Zambian farmers say the approval of the electricity price hike of 75% by the country’s energy regulator will spell doom for the agriculture sector.
The ERB acting board chairperson yesterday announced that the power tariff adjustment applied to all consumer categories, excluding mines, where negotiations are continuing with the national power company, ZESCO.
Famers slammed the ERB’s decision for the massive hike. It will be implemented in two phases: a 50% increase from May 15 2017 and a further 25% rise on September 1.
“The cost of farming across the value chain has become untenable,” said the CEO of a large commercial agro entity, speaking on condition of anonymity.
He predicts a huge scale-down in production and a hike in food prices, including the national staple, mealie-meal.
“We are fed up with this situation. Our concerns have been completely ignored,” said a commercial farmer.
His sentiment is shared by other farmers interviewed by africanfarming.com.
The Zambia National Farmers Union (ZNFU) and the Millers Association of Zambia (MAZ) opposed the price hike, saying it will stifle growth of the agriculture sector.

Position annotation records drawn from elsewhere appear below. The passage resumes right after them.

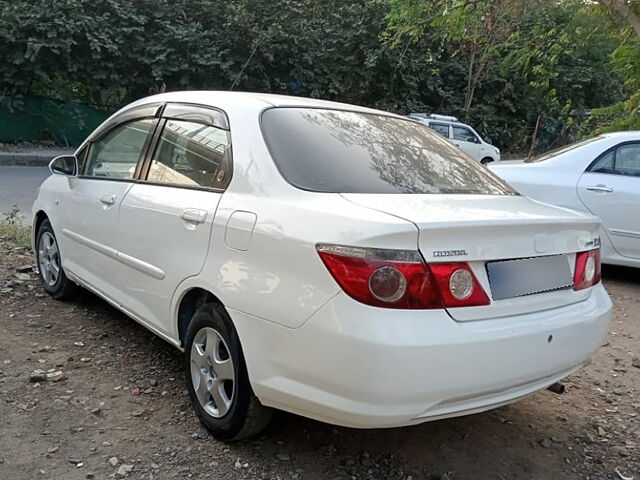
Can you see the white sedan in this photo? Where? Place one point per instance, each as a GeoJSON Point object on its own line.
{"type": "Point", "coordinates": [334, 261]}
{"type": "Point", "coordinates": [601, 176]}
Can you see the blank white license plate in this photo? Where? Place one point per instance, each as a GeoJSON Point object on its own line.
{"type": "Point", "coordinates": [526, 276]}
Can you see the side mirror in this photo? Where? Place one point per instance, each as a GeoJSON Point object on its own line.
{"type": "Point", "coordinates": [64, 165]}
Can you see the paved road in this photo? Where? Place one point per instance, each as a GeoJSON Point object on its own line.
{"type": "Point", "coordinates": [18, 187]}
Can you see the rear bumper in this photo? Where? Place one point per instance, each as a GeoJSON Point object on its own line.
{"type": "Point", "coordinates": [360, 366]}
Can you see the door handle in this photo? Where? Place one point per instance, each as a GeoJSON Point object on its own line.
{"type": "Point", "coordinates": [599, 188]}
{"type": "Point", "coordinates": [194, 215]}
{"type": "Point", "coordinates": [108, 199]}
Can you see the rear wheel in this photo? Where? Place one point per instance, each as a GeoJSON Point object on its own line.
{"type": "Point", "coordinates": [51, 273]}
{"type": "Point", "coordinates": [217, 379]}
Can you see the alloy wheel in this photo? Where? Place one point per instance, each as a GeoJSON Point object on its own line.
{"type": "Point", "coordinates": [212, 372]}
{"type": "Point", "coordinates": [49, 259]}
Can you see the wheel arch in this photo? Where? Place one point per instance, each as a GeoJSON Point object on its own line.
{"type": "Point", "coordinates": [38, 219]}
{"type": "Point", "coordinates": [189, 301]}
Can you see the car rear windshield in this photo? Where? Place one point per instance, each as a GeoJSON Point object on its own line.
{"type": "Point", "coordinates": [562, 150]}
{"type": "Point", "coordinates": [352, 152]}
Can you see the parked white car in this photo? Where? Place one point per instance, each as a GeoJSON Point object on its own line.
{"type": "Point", "coordinates": [600, 175]}
{"type": "Point", "coordinates": [461, 135]}
{"type": "Point", "coordinates": [337, 262]}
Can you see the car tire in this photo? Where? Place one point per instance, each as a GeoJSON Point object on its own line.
{"type": "Point", "coordinates": [49, 261]}
{"type": "Point", "coordinates": [217, 379]}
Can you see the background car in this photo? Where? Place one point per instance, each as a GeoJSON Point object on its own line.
{"type": "Point", "coordinates": [461, 135]}
{"type": "Point", "coordinates": [600, 175]}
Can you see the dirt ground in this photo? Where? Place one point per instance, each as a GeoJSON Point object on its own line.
{"type": "Point", "coordinates": [120, 409]}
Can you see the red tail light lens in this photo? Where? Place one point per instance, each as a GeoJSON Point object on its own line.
{"type": "Point", "coordinates": [400, 278]}
{"type": "Point", "coordinates": [588, 270]}
{"type": "Point", "coordinates": [458, 284]}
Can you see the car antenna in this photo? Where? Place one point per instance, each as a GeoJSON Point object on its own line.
{"type": "Point", "coordinates": [253, 51]}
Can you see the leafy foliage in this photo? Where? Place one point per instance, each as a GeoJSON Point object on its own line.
{"type": "Point", "coordinates": [505, 65]}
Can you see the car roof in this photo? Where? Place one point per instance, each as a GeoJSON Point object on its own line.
{"type": "Point", "coordinates": [227, 101]}
{"type": "Point", "coordinates": [627, 135]}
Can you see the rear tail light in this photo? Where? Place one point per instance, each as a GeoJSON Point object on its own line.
{"type": "Point", "coordinates": [400, 278]}
{"type": "Point", "coordinates": [587, 272]}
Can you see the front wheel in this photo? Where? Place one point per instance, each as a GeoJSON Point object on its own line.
{"type": "Point", "coordinates": [217, 379]}
{"type": "Point", "coordinates": [49, 259]}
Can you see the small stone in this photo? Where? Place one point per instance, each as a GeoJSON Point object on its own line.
{"type": "Point", "coordinates": [124, 470]}
{"type": "Point", "coordinates": [545, 442]}
{"type": "Point", "coordinates": [38, 376]}
{"type": "Point", "coordinates": [56, 376]}
{"type": "Point", "coordinates": [619, 450]}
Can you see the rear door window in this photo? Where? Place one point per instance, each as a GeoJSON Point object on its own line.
{"type": "Point", "coordinates": [463, 134]}
{"type": "Point", "coordinates": [353, 152]}
{"type": "Point", "coordinates": [441, 128]}
{"type": "Point", "coordinates": [628, 160]}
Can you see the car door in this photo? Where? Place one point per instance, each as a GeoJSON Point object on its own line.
{"type": "Point", "coordinates": [467, 141]}
{"type": "Point", "coordinates": [107, 170]}
{"type": "Point", "coordinates": [166, 218]}
{"type": "Point", "coordinates": [610, 189]}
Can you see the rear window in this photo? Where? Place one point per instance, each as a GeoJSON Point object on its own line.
{"type": "Point", "coordinates": [561, 150]}
{"type": "Point", "coordinates": [351, 152]}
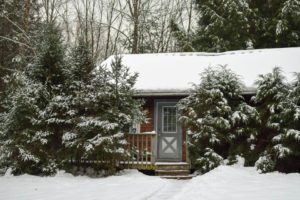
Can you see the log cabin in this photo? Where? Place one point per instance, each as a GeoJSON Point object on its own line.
{"type": "Point", "coordinates": [165, 78]}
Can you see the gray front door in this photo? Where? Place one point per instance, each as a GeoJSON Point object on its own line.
{"type": "Point", "coordinates": [169, 132]}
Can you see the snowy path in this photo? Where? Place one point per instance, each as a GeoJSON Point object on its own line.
{"type": "Point", "coordinates": [168, 190]}
{"type": "Point", "coordinates": [225, 182]}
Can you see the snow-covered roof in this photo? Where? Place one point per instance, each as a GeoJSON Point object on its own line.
{"type": "Point", "coordinates": [164, 73]}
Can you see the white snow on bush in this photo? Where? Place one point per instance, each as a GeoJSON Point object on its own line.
{"type": "Point", "coordinates": [224, 182]}
{"type": "Point", "coordinates": [167, 71]}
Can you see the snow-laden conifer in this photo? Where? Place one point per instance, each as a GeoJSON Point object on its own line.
{"type": "Point", "coordinates": [217, 118]}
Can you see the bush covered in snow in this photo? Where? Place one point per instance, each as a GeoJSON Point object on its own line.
{"type": "Point", "coordinates": [278, 105]}
{"type": "Point", "coordinates": [61, 109]}
{"type": "Point", "coordinates": [217, 118]}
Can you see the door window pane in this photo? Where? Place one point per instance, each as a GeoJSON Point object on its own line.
{"type": "Point", "coordinates": [169, 119]}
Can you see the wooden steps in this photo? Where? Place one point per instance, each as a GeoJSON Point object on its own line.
{"type": "Point", "coordinates": [173, 170]}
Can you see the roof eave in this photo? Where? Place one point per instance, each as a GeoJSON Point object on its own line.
{"type": "Point", "coordinates": [179, 92]}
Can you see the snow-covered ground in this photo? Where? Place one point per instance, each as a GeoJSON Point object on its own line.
{"type": "Point", "coordinates": [225, 182]}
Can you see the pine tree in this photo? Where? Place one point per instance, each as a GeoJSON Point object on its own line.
{"type": "Point", "coordinates": [217, 118]}
{"type": "Point", "coordinates": [21, 141]}
{"type": "Point", "coordinates": [271, 92]}
{"type": "Point", "coordinates": [31, 124]}
{"type": "Point", "coordinates": [103, 110]}
{"type": "Point", "coordinates": [286, 144]}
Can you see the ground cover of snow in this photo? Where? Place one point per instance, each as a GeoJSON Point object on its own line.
{"type": "Point", "coordinates": [224, 182]}
{"type": "Point", "coordinates": [177, 71]}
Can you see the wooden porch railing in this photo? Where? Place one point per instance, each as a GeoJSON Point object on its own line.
{"type": "Point", "coordinates": [142, 150]}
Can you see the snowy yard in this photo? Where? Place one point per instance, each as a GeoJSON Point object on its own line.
{"type": "Point", "coordinates": [225, 182]}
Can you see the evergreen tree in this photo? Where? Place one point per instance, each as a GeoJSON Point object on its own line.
{"type": "Point", "coordinates": [31, 124]}
{"type": "Point", "coordinates": [271, 92]}
{"type": "Point", "coordinates": [21, 142]}
{"type": "Point", "coordinates": [285, 148]}
{"type": "Point", "coordinates": [217, 118]}
{"type": "Point", "coordinates": [104, 109]}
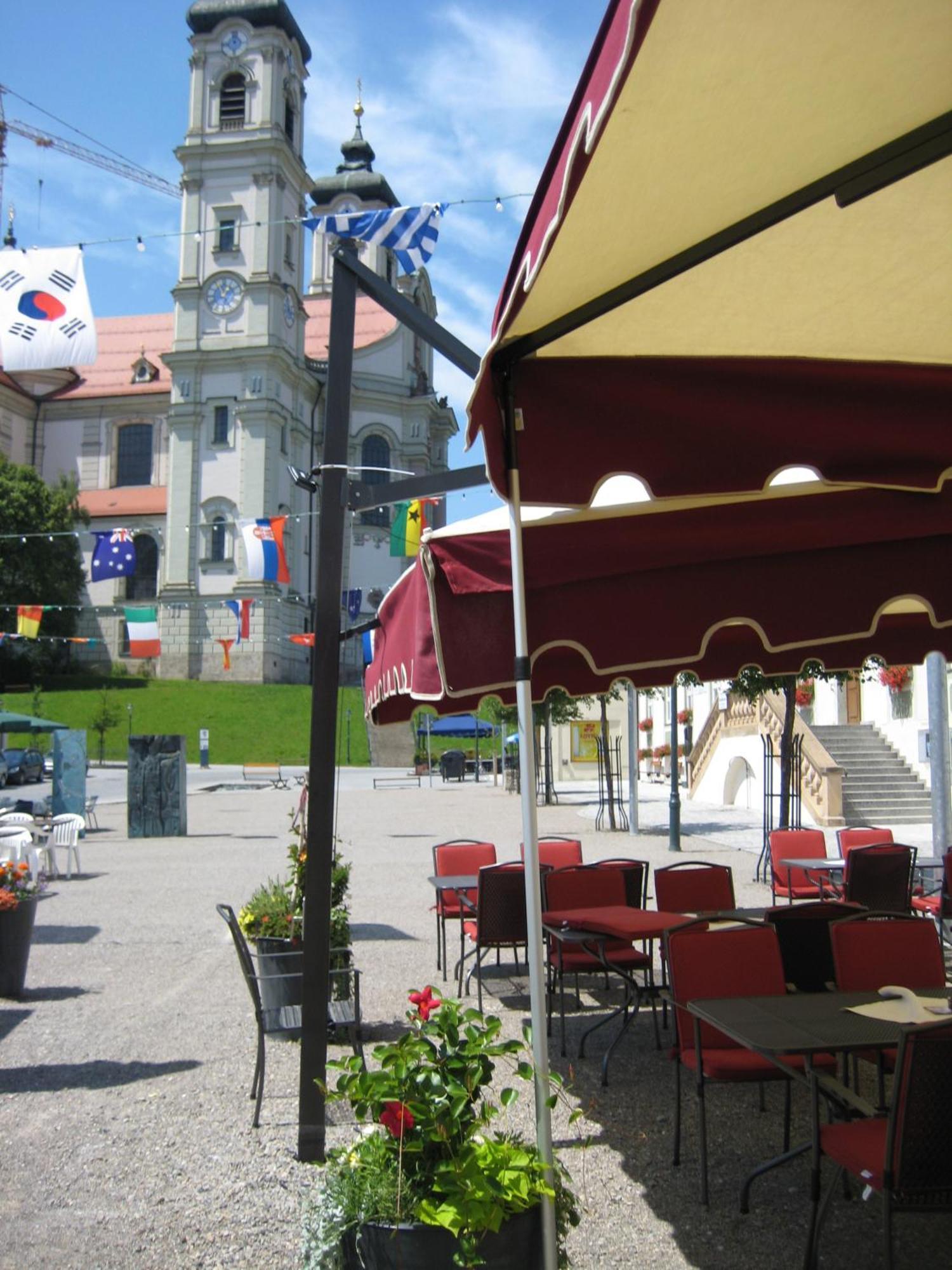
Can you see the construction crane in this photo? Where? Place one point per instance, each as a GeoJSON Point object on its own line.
{"type": "Point", "coordinates": [48, 142]}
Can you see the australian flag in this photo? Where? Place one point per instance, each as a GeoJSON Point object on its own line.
{"type": "Point", "coordinates": [114, 556]}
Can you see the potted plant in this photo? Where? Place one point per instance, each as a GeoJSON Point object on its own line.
{"type": "Point", "coordinates": [18, 911]}
{"type": "Point", "coordinates": [428, 1183]}
{"type": "Point", "coordinates": [272, 921]}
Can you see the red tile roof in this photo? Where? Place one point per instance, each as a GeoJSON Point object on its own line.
{"type": "Point", "coordinates": [125, 501]}
{"type": "Point", "coordinates": [122, 341]}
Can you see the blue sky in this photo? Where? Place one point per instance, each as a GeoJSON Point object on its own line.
{"type": "Point", "coordinates": [463, 102]}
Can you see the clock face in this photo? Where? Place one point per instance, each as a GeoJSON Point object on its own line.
{"type": "Point", "coordinates": [224, 295]}
{"type": "Point", "coordinates": [234, 43]}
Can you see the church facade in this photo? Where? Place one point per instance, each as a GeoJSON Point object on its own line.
{"type": "Point", "coordinates": [188, 420]}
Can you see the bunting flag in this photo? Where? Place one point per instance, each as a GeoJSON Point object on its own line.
{"type": "Point", "coordinates": [265, 549]}
{"type": "Point", "coordinates": [114, 554]}
{"type": "Point", "coordinates": [352, 600]}
{"type": "Point", "coordinates": [411, 233]}
{"type": "Point", "coordinates": [45, 314]}
{"type": "Point", "coordinates": [29, 619]}
{"type": "Point", "coordinates": [144, 633]}
{"type": "Point", "coordinates": [242, 609]}
{"type": "Point", "coordinates": [407, 529]}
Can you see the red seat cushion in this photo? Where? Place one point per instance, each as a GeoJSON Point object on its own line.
{"type": "Point", "coordinates": [744, 1065]}
{"type": "Point", "coordinates": [860, 1146]}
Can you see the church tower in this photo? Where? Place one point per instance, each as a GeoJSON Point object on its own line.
{"type": "Point", "coordinates": [243, 396]}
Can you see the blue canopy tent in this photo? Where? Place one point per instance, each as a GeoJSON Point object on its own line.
{"type": "Point", "coordinates": [458, 726]}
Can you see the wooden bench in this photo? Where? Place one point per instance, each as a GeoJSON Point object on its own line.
{"type": "Point", "coordinates": [397, 783]}
{"type": "Point", "coordinates": [265, 773]}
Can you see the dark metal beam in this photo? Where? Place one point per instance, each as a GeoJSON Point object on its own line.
{"type": "Point", "coordinates": [879, 168]}
{"type": "Point", "coordinates": [361, 495]}
{"type": "Point", "coordinates": [406, 312]}
{"type": "Point", "coordinates": [326, 678]}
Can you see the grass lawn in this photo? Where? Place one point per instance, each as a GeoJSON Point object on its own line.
{"type": "Point", "coordinates": [247, 722]}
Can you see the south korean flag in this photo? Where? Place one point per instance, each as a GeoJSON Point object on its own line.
{"type": "Point", "coordinates": [45, 316]}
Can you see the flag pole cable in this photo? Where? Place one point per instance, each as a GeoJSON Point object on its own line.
{"type": "Point", "coordinates": [530, 829]}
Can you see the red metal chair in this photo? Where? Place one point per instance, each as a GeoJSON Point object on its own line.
{"type": "Point", "coordinates": [939, 906]}
{"type": "Point", "coordinates": [907, 1155]}
{"type": "Point", "coordinates": [880, 877]}
{"type": "Point", "coordinates": [557, 853]}
{"type": "Point", "coordinates": [797, 845]}
{"type": "Point", "coordinates": [635, 873]}
{"type": "Point", "coordinates": [695, 887]}
{"type": "Point", "coordinates": [588, 887]}
{"type": "Point", "coordinates": [804, 932]}
{"type": "Point", "coordinates": [499, 919]}
{"type": "Point", "coordinates": [873, 951]}
{"type": "Point", "coordinates": [737, 962]}
{"type": "Point", "coordinates": [461, 857]}
{"type": "Point", "coordinates": [868, 836]}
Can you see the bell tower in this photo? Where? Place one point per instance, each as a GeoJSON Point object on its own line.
{"type": "Point", "coordinates": [242, 394]}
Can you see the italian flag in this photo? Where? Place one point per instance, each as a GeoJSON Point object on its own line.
{"type": "Point", "coordinates": [144, 633]}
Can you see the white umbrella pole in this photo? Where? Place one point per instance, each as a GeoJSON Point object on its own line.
{"type": "Point", "coordinates": [530, 838]}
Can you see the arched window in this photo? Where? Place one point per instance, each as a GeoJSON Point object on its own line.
{"type": "Point", "coordinates": [232, 109]}
{"type": "Point", "coordinates": [144, 584]}
{"type": "Point", "coordinates": [375, 453]}
{"type": "Point", "coordinates": [219, 540]}
{"type": "Point", "coordinates": [134, 455]}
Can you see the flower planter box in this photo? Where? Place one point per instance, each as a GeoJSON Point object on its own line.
{"type": "Point", "coordinates": [517, 1247]}
{"type": "Point", "coordinates": [16, 938]}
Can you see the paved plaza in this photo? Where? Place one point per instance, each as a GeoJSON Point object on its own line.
{"type": "Point", "coordinates": [126, 1130]}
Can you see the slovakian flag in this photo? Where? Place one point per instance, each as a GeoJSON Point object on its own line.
{"type": "Point", "coordinates": [114, 554]}
{"type": "Point", "coordinates": [265, 549]}
{"type": "Point", "coordinates": [407, 529]}
{"type": "Point", "coordinates": [242, 609]}
{"type": "Point", "coordinates": [144, 632]}
{"type": "Point", "coordinates": [45, 314]}
{"type": "Point", "coordinates": [29, 619]}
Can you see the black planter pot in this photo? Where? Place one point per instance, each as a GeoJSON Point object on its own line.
{"type": "Point", "coordinates": [16, 937]}
{"type": "Point", "coordinates": [517, 1247]}
{"type": "Point", "coordinates": [281, 966]}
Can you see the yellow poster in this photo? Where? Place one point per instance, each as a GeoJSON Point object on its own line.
{"type": "Point", "coordinates": [586, 741]}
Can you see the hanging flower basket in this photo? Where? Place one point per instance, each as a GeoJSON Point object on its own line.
{"type": "Point", "coordinates": [897, 679]}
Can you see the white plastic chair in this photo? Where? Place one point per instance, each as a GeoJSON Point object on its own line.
{"type": "Point", "coordinates": [64, 835]}
{"type": "Point", "coordinates": [17, 845]}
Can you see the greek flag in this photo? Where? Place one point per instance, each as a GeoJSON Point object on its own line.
{"type": "Point", "coordinates": [411, 233]}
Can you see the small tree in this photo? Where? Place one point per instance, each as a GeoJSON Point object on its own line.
{"type": "Point", "coordinates": [107, 716]}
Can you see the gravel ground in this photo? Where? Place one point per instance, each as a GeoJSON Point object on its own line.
{"type": "Point", "coordinates": [125, 1123]}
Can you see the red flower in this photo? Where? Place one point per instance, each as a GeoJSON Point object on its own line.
{"type": "Point", "coordinates": [395, 1118]}
{"type": "Point", "coordinates": [426, 1003]}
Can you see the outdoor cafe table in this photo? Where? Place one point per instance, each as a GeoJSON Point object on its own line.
{"type": "Point", "coordinates": [591, 928]}
{"type": "Point", "coordinates": [803, 1023]}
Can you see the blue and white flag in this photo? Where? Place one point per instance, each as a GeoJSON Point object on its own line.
{"type": "Point", "coordinates": [114, 556]}
{"type": "Point", "coordinates": [45, 316]}
{"type": "Point", "coordinates": [411, 233]}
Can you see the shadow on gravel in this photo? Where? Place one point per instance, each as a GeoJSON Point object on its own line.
{"type": "Point", "coordinates": [98, 1075]}
{"type": "Point", "coordinates": [65, 934]}
{"type": "Point", "coordinates": [10, 1019]}
{"type": "Point", "coordinates": [65, 993]}
{"type": "Point", "coordinates": [378, 932]}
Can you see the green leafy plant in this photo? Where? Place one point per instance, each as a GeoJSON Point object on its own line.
{"type": "Point", "coordinates": [427, 1153]}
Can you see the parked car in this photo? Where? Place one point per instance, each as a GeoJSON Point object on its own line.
{"type": "Point", "coordinates": [23, 765]}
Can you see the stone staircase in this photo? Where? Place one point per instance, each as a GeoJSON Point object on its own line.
{"type": "Point", "coordinates": [879, 788]}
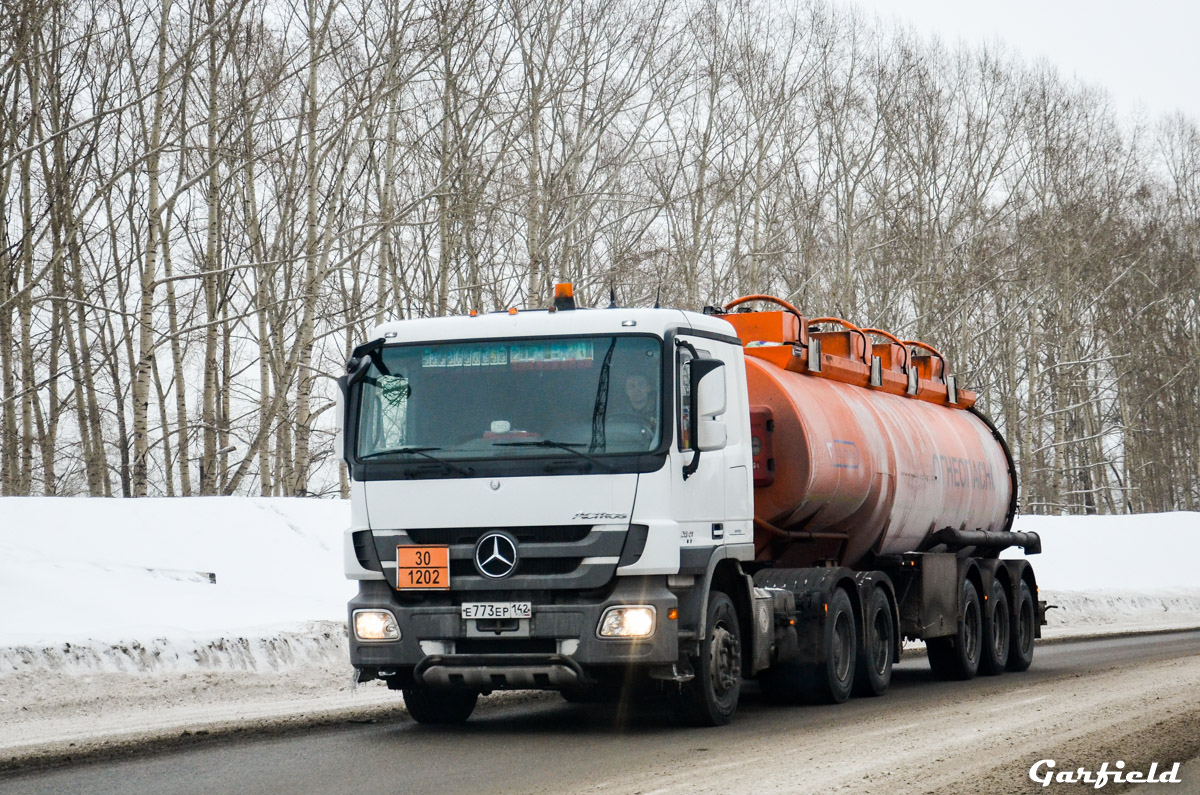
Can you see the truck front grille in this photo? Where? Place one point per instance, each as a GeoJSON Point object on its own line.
{"type": "Point", "coordinates": [540, 535]}
{"type": "Point", "coordinates": [551, 556]}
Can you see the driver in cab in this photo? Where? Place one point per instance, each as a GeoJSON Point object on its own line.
{"type": "Point", "coordinates": [641, 404]}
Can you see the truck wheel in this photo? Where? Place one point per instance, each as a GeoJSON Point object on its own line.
{"type": "Point", "coordinates": [997, 629]}
{"type": "Point", "coordinates": [712, 698]}
{"type": "Point", "coordinates": [1020, 650]}
{"type": "Point", "coordinates": [439, 707]}
{"type": "Point", "coordinates": [874, 671]}
{"type": "Point", "coordinates": [835, 679]}
{"type": "Point", "coordinates": [958, 656]}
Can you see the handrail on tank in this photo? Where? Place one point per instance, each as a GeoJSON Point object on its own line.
{"type": "Point", "coordinates": [937, 353]}
{"type": "Point", "coordinates": [773, 299]}
{"type": "Point", "coordinates": [894, 339]}
{"type": "Point", "coordinates": [867, 344]}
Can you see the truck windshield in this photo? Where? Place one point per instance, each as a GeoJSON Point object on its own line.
{"type": "Point", "coordinates": [523, 398]}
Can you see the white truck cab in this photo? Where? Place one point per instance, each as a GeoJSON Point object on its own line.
{"type": "Point", "coordinates": [544, 500]}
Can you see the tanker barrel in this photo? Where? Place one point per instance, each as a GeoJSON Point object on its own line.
{"type": "Point", "coordinates": [988, 539]}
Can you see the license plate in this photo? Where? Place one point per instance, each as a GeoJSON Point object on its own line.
{"type": "Point", "coordinates": [497, 610]}
{"type": "Point", "coordinates": [423, 568]}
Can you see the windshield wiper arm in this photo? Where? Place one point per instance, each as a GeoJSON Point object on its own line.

Both ZNFU and MAZ made numerous submissions calling for irrigation and production-specific tariffs. It was ignored by ZESCO and ERB.
The Zambian government defends the significant power price hike as necessary to address the power deficit by attracting more investments to the sector.
The tariff adjustment will enable ZESCO to generate up to K9.4 billion in revenue in the first year of implementation. This will reduce the net profit loss of K615 million incurred by the company in 2016 by K400 million.